静かに扉が閉まった音を聞くと、翠は深いため息を吐いた。心の中のもやもやした物も一緒に吐き出せた様な気がして、少しだけ気持ちが軽くなる感じがした。
半ば無意識、反射的な行動だったとはいえ、月をにらみ付けてしまった事に対しては申し訳なさが残る。怯えた顔を思い出し、後で謝まろうと心に決めた。
悶々と考えるのはこれで終わり。翠は両手で自分の頬を叩き、気持ちを切り替える。
詠が言っていた様に、着替えて早く飯にしよう。昨夜は何も食べずに寝てしまったため、気が付けばすっかり空腹になっていた。
腰帯をほどくと、寝巻きはするりと肩から滑り落ちた。白く滑らかな肌と、張りのある形のよい乳房が露になる。と、胸の谷間で翡翠の首飾りが朝日を受けて光った。胸元に視線を落とし、右手で翡翠の粒をすくい上げる。
さっきの事を一刀が知ったら、嫌な奴だと思われるかな。翡翠の中に一刀の姿が見えた気がして、そんな思いが頭をよぎった。再度、暗く沈みそうになる思考を振り払う様に、何度も頭を激しく左右に振る。
「お帰りなさい、お姉様!」
またもや勢いよく扉が開かれた。同時に大きな声が響く。先程の詠の様に険のある声ではない。丸みのある明るい声だ。
「たっ、たんぽぽ!? 開ける前には声くらい掛けろよな!」
突如部屋に乱入してきた蒲公英に向かい、翠は胸元を両手で隠しながら叫んだ。驚きと恥ずかしさを誤魔化すためか、その声は必要以上に大きい。だが、注意を受けた蒲公英には全くこたえた様子がなく、笑顔を崩さないままでいる。
「も~、そんなに照れなくてもいいのに」
言いながら、蒲公英は後ろ手に扉を閉める。その様子を横目で見ながら、翠は蒲公英に背を向けて急いで下着を身に着け始めた。
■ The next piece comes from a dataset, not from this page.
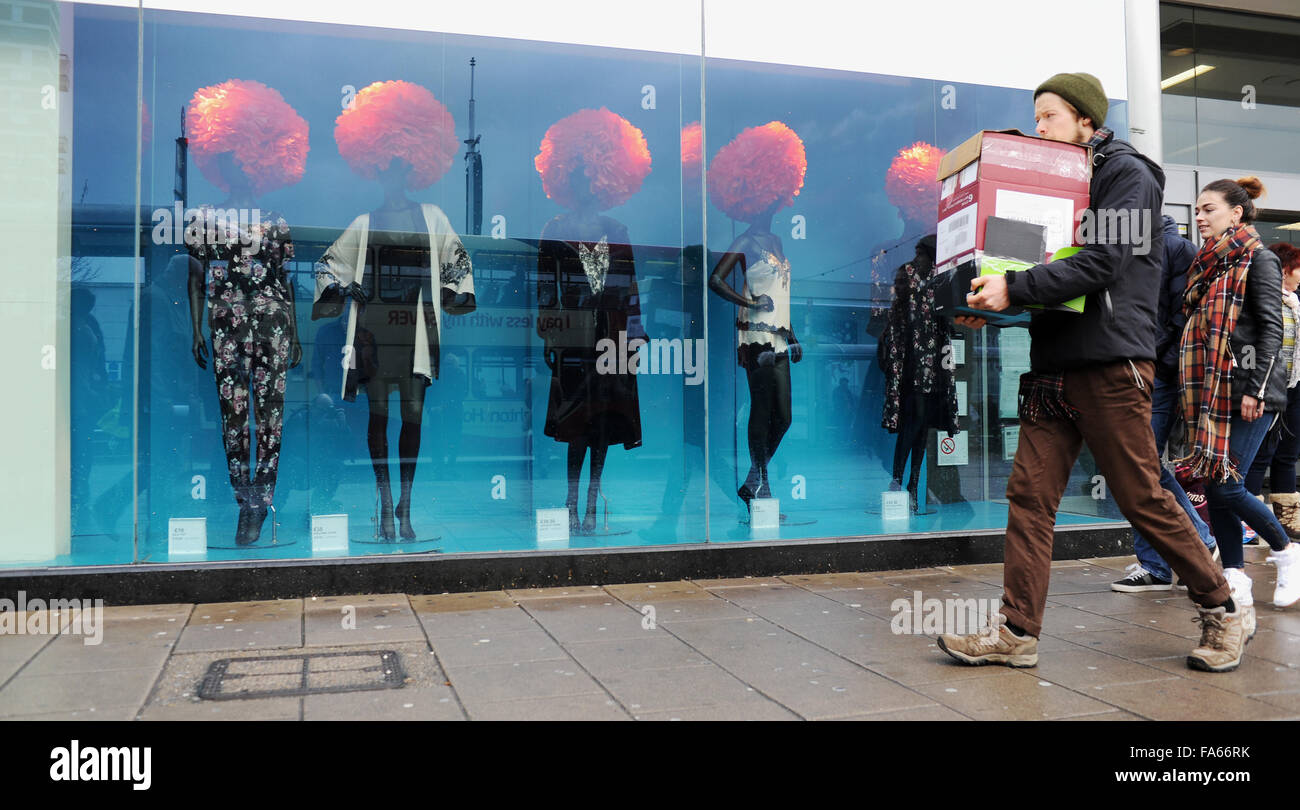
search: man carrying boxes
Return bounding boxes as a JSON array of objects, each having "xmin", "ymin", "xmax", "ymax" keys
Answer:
[{"xmin": 939, "ymin": 73, "xmax": 1244, "ymax": 672}]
背後から蒲公英が近付いてきている気配を感じるが、とりあえずは無視をする。従姉妹に構うよりは、とにかく下着だけでも身に着けて大事な部分を隠したい、という思いが勝っていた。翠が下着を着け終わったのとほぼ同時に、蒲公英が後ろから抱き付いた。
「お姉様ってば、相変わらず恥ずかしがりやなんだから~」
からかう様な口調ではあるが、その顔は純粋に嬉しそうだ。自分の帰還を喜んでくれているのだと、表情だけで感じ取れる。
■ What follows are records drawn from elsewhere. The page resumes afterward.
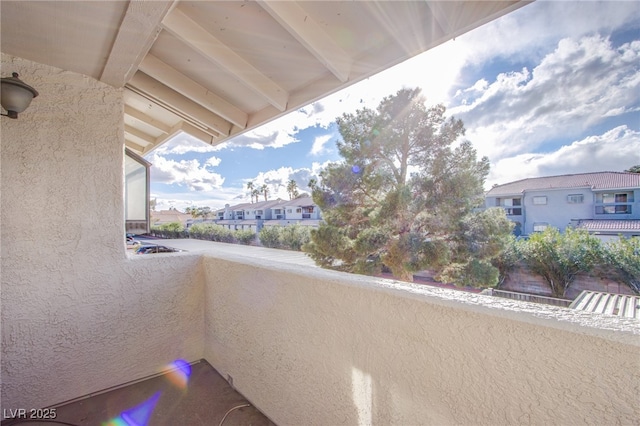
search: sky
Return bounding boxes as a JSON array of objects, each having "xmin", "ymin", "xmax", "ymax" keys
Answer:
[{"xmin": 145, "ymin": 1, "xmax": 640, "ymax": 210}]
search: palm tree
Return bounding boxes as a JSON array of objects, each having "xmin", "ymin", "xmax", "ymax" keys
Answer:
[
  {"xmin": 308, "ymin": 178, "xmax": 318, "ymax": 190},
  {"xmin": 247, "ymin": 182, "xmax": 258, "ymax": 203},
  {"xmin": 287, "ymin": 179, "xmax": 298, "ymax": 200},
  {"xmin": 251, "ymin": 189, "xmax": 260, "ymax": 203}
]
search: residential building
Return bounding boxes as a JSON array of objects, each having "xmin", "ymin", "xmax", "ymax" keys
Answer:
[
  {"xmin": 0, "ymin": 1, "xmax": 640, "ymax": 425},
  {"xmin": 215, "ymin": 196, "xmax": 322, "ymax": 231},
  {"xmin": 485, "ymin": 172, "xmax": 640, "ymax": 239},
  {"xmin": 151, "ymin": 209, "xmax": 193, "ymax": 228}
]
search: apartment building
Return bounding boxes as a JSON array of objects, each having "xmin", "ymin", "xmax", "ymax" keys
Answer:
[
  {"xmin": 215, "ymin": 197, "xmax": 322, "ymax": 231},
  {"xmin": 485, "ymin": 172, "xmax": 640, "ymax": 239}
]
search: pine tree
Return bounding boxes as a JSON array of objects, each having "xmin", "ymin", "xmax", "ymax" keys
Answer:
[{"xmin": 305, "ymin": 89, "xmax": 510, "ymax": 285}]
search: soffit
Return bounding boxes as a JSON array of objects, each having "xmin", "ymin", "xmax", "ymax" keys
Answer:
[{"xmin": 0, "ymin": 0, "xmax": 528, "ymax": 154}]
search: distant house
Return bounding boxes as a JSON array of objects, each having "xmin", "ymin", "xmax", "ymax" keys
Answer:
[
  {"xmin": 215, "ymin": 197, "xmax": 322, "ymax": 232},
  {"xmin": 485, "ymin": 172, "xmax": 640, "ymax": 239},
  {"xmin": 151, "ymin": 209, "xmax": 193, "ymax": 228}
]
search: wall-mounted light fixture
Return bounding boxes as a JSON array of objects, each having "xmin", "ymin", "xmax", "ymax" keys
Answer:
[{"xmin": 0, "ymin": 72, "xmax": 38, "ymax": 118}]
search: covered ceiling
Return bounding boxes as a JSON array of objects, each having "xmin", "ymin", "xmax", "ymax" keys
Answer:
[{"xmin": 0, "ymin": 0, "xmax": 528, "ymax": 155}]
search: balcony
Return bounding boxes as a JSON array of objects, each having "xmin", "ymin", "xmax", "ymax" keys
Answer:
[
  {"xmin": 0, "ymin": 7, "xmax": 640, "ymax": 425},
  {"xmin": 2, "ymin": 242, "xmax": 640, "ymax": 424}
]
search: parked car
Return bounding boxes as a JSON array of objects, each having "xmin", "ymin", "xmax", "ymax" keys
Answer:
[{"xmin": 136, "ymin": 244, "xmax": 182, "ymax": 254}]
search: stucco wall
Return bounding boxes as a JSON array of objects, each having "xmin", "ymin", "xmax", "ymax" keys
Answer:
[
  {"xmin": 204, "ymin": 251, "xmax": 640, "ymax": 425},
  {"xmin": 0, "ymin": 54, "xmax": 204, "ymax": 409}
]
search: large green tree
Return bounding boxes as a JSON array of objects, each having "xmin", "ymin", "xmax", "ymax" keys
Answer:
[
  {"xmin": 523, "ymin": 227, "xmax": 602, "ymax": 297},
  {"xmin": 304, "ymin": 89, "xmax": 510, "ymax": 285}
]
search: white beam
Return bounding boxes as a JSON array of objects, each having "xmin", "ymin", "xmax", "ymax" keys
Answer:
[
  {"xmin": 124, "ymin": 104, "xmax": 171, "ymax": 133},
  {"xmin": 129, "ymin": 71, "xmax": 232, "ymax": 135},
  {"xmin": 162, "ymin": 8, "xmax": 289, "ymax": 111},
  {"xmin": 258, "ymin": 0, "xmax": 351, "ymax": 83},
  {"xmin": 124, "ymin": 137, "xmax": 146, "ymax": 155},
  {"xmin": 180, "ymin": 121, "xmax": 220, "ymax": 145},
  {"xmin": 124, "ymin": 124, "xmax": 156, "ymax": 143},
  {"xmin": 140, "ymin": 54, "xmax": 247, "ymax": 128},
  {"xmin": 100, "ymin": 0, "xmax": 174, "ymax": 87}
]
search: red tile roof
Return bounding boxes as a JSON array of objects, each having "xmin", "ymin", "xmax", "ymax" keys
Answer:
[
  {"xmin": 576, "ymin": 219, "xmax": 640, "ymax": 232},
  {"xmin": 487, "ymin": 172, "xmax": 640, "ymax": 197}
]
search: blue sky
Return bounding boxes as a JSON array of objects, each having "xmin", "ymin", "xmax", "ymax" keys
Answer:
[{"xmin": 146, "ymin": 1, "xmax": 640, "ymax": 210}]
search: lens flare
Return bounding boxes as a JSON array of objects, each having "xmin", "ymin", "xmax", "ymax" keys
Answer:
[
  {"xmin": 165, "ymin": 359, "xmax": 191, "ymax": 389},
  {"xmin": 102, "ymin": 392, "xmax": 161, "ymax": 426}
]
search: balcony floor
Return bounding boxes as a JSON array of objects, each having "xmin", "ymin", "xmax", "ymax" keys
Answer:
[{"xmin": 2, "ymin": 360, "xmax": 274, "ymax": 426}]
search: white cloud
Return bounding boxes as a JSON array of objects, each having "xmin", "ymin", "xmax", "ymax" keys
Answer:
[
  {"xmin": 152, "ymin": 132, "xmax": 216, "ymax": 155},
  {"xmin": 449, "ymin": 36, "xmax": 640, "ymax": 161},
  {"xmin": 150, "ymin": 154, "xmax": 224, "ymax": 191},
  {"xmin": 456, "ymin": 1, "xmax": 640, "ymax": 65},
  {"xmin": 309, "ymin": 135, "xmax": 333, "ymax": 155},
  {"xmin": 487, "ymin": 126, "xmax": 640, "ymax": 187},
  {"xmin": 242, "ymin": 161, "xmax": 330, "ymax": 201}
]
裏返せば、それだけ心配してくれていたという事だ。事の顛末を伝えてあったとはいえ、やはり直接会えるまでは不安だったのだろう。そう思うと申し訳なく感じるのと同時に、普段は訓練を怠けたりして手を焼かせてくれる彼女の事が愛おしくなってくる。
左の頬に顔を擦り付けてくる蒲公英の頭を、翠は右手で優しくなでる。自分とは違う、柔らかくてしっとりとした癖毛が指に絡み付いて気持ちいい。
「お姉様、この首飾りは……?」
不意に蒲公英が尋ねた。翠の胸元へと向けられた視線の先では、一刀から贈られた翡翠の粒が揺れていた。
「な、何でもないぞ、これは!」
翠は慌てて両手で覆い隠す。大気に触れる事すら拒むかの様に、2つの手の平の間に強く挟み込む。だが、もう遅い。蒲公英の目にはしっかりととまっていた。
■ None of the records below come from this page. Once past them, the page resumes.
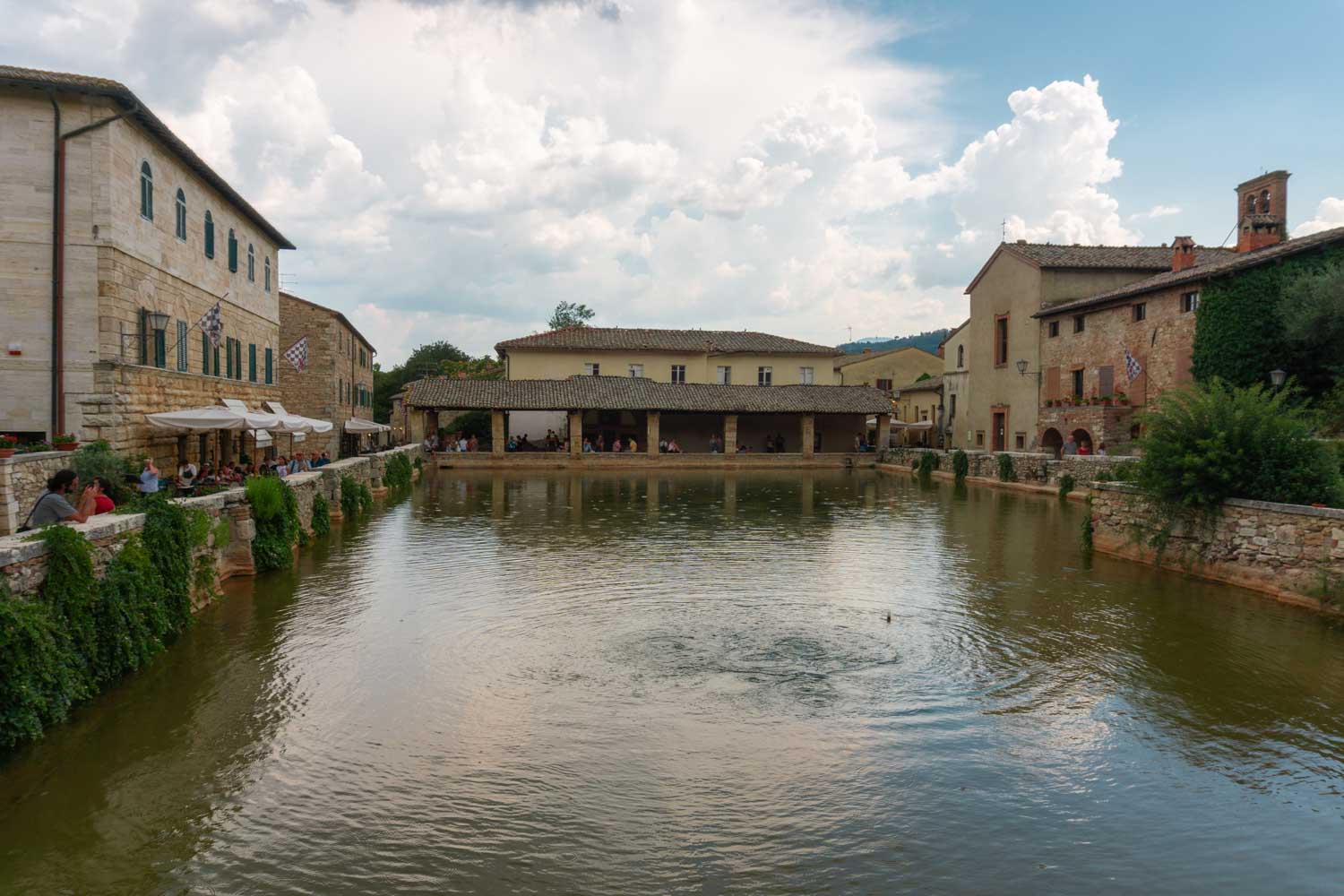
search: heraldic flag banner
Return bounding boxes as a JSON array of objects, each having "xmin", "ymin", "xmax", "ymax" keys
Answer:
[
  {"xmin": 196, "ymin": 302, "xmax": 225, "ymax": 349},
  {"xmin": 285, "ymin": 336, "xmax": 308, "ymax": 374}
]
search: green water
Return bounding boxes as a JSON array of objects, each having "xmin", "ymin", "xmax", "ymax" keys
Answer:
[{"xmin": 0, "ymin": 471, "xmax": 1344, "ymax": 895}]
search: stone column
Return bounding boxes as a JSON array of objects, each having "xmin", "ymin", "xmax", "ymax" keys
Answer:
[
  {"xmin": 491, "ymin": 411, "xmax": 508, "ymax": 457},
  {"xmin": 570, "ymin": 411, "xmax": 583, "ymax": 457},
  {"xmin": 644, "ymin": 411, "xmax": 660, "ymax": 457}
]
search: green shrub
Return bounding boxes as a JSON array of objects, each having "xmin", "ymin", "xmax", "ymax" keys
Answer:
[
  {"xmin": 246, "ymin": 476, "xmax": 303, "ymax": 573},
  {"xmin": 311, "ymin": 495, "xmax": 332, "ymax": 538},
  {"xmin": 1134, "ymin": 380, "xmax": 1344, "ymax": 513},
  {"xmin": 952, "ymin": 449, "xmax": 970, "ymax": 482},
  {"xmin": 1059, "ymin": 473, "xmax": 1077, "ymax": 500}
]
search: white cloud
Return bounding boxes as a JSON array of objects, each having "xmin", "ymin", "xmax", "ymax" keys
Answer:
[
  {"xmin": 1293, "ymin": 196, "xmax": 1344, "ymax": 237},
  {"xmin": 0, "ymin": 0, "xmax": 1160, "ymax": 364}
]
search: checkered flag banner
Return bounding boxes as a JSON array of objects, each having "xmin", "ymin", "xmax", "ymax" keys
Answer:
[
  {"xmin": 196, "ymin": 302, "xmax": 225, "ymax": 348},
  {"xmin": 285, "ymin": 336, "xmax": 308, "ymax": 374},
  {"xmin": 1125, "ymin": 347, "xmax": 1144, "ymax": 383}
]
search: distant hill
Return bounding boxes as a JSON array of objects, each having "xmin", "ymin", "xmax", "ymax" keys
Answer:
[{"xmin": 836, "ymin": 328, "xmax": 952, "ymax": 355}]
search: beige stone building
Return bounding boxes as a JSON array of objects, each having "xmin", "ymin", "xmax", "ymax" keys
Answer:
[
  {"xmin": 943, "ymin": 240, "xmax": 1226, "ymax": 452},
  {"xmin": 280, "ymin": 293, "xmax": 376, "ymax": 458},
  {"xmin": 0, "ymin": 65, "xmax": 293, "ymax": 462},
  {"xmin": 495, "ymin": 326, "xmax": 841, "ymax": 439},
  {"xmin": 835, "ymin": 345, "xmax": 943, "ymax": 393}
]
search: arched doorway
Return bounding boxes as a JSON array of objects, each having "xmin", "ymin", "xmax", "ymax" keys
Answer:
[{"xmin": 1040, "ymin": 427, "xmax": 1064, "ymax": 461}]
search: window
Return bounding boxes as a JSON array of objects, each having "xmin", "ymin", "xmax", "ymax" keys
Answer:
[
  {"xmin": 175, "ymin": 189, "xmax": 187, "ymax": 243},
  {"xmin": 140, "ymin": 161, "xmax": 155, "ymax": 220},
  {"xmin": 177, "ymin": 321, "xmax": 188, "ymax": 372}
]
「何でもない事ないでしょ? ……もしかして、一刀さんから貰ったの!?」
核心を突かれ、翠の心臓は大きく跳ねた。
「ちがっ……!」
反射的に否定の言葉が口をついて出そうになる。だが、最後まで言い切る事はなかった。ここで否定をするのは、あの時確かめ合ったお互いの気持ちまで否定する事になりそうに思えたからだ。
口をつぐみ蒲公英を見やる。いい答えが返ってくる事を期待しているその表情に、蒲公英にだったら伝えてもいいか、と思う。
心配をかけ続けた従姉妹への罪滅ぼし。翠はそんな風に考えていたが、本人の自覚していないところでは、誰かに一刀との関係を話したい、という思いも少なからずあった。
「……ああ、そうだよ。これは……、一刀から貰ったんだ」
それでも渋々、といった態度をとった。不満そうに唇を尖らせ、蒲公英から視線を外し、せがまれたから仕方なく答えてやるんだ。そんな風を装う。
「それでそれで?」
「な、何だよ、それでって……」
「一刀さんから、ただ貰った訳じゃないんでしょ? ねえ、どうなの? 愛の告白とかされちゃった?」
再び翠の心臓は跳ね、呼吸が止まる。少しの間の後、蒲公英へと背中を向ける様に体を回転させた。とてもではないが、恥ずかしくて顔を見せられない。
「……あ、ああ。その……、一刀に、好きだ、って言われた……」
何とか声を絞り出し、翠は首をすくめた。冷やかされるにしろ喜ばれるにしろ、大騒ぎして抱き付くくらいの事はしてくるだろう。そう思って身構えたのだ。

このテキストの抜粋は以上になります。